А потом она садилась за шатилинский комп. Саня придумал в апреле еще одну опцию – детские фотокниги в стихах, – заказов прибавилось раза в три. И теперь, чтобы все их успеть «сработать», как говорил Сергиевич, светового дня уже не хватало.
«Наша маленькая Глаша в этот день была всех краше: с белым бантом, в синей юбке, сизокрылая голубка, счастье папы, счастье мамы, и подарок самый-самый нашей Глаше мы вручили – в маленьком автомобиле катит Глашка, жмет педали! Открывать за далью дали мы желаем нашей Глаше… Ну и быть всегда всех краше! Папа Владик, мама Лена. Любим необыкновенно!»
Ближе к ночи начинало казаться, что слова, проникая друг в друга, образуют дорожки наподобие греческого орнамента: в воздухе, в голове, на тюле, на потолке, а если совсем не спалось – на разгорающемся над лесом рассвете, и было страшно сойти с ума, но зато остальное уже не имело значения. И, механически гугля «Юлий Юльевич Кан болен | умер», обмирала только на миг, но в целом скорее не верила, что такое возможно.

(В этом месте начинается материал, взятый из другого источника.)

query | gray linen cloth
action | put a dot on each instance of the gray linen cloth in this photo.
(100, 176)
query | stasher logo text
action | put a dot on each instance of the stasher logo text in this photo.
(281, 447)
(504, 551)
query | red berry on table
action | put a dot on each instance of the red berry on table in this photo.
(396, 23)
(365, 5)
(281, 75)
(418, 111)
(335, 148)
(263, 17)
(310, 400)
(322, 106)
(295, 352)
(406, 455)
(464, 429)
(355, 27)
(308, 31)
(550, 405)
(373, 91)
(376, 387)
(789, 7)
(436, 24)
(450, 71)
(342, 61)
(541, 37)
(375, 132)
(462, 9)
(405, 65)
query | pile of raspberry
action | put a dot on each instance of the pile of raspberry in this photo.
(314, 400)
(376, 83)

Письма Лизе писал теперь только папа, одно патетичней другого: «Кто мог подумать, Цап? Но я был обязан! Старый дурак и Гапон, вот честное слово. Никогда себя не прощу!» И на следующий день: «Общая картина оказалась еще трагичней, чем я думал: случилось избиение мирных и безоружных. Людей догоняли, били, хватали не только на Болотной, но также в переулках и подворотнях. Ни у кого нет сомнений, я говорил со многими: была дана установка на устрашение. Осознанно, впритык к инаугурации – я обязан был это предвидеть. Хотя бы почувствовать, а я в это время ловил на фотик оттенки Которского залива! Воистину, Цапелька, воистину: Счастье – это глухая ночная река, по которой плывем мы, пока не утонем…»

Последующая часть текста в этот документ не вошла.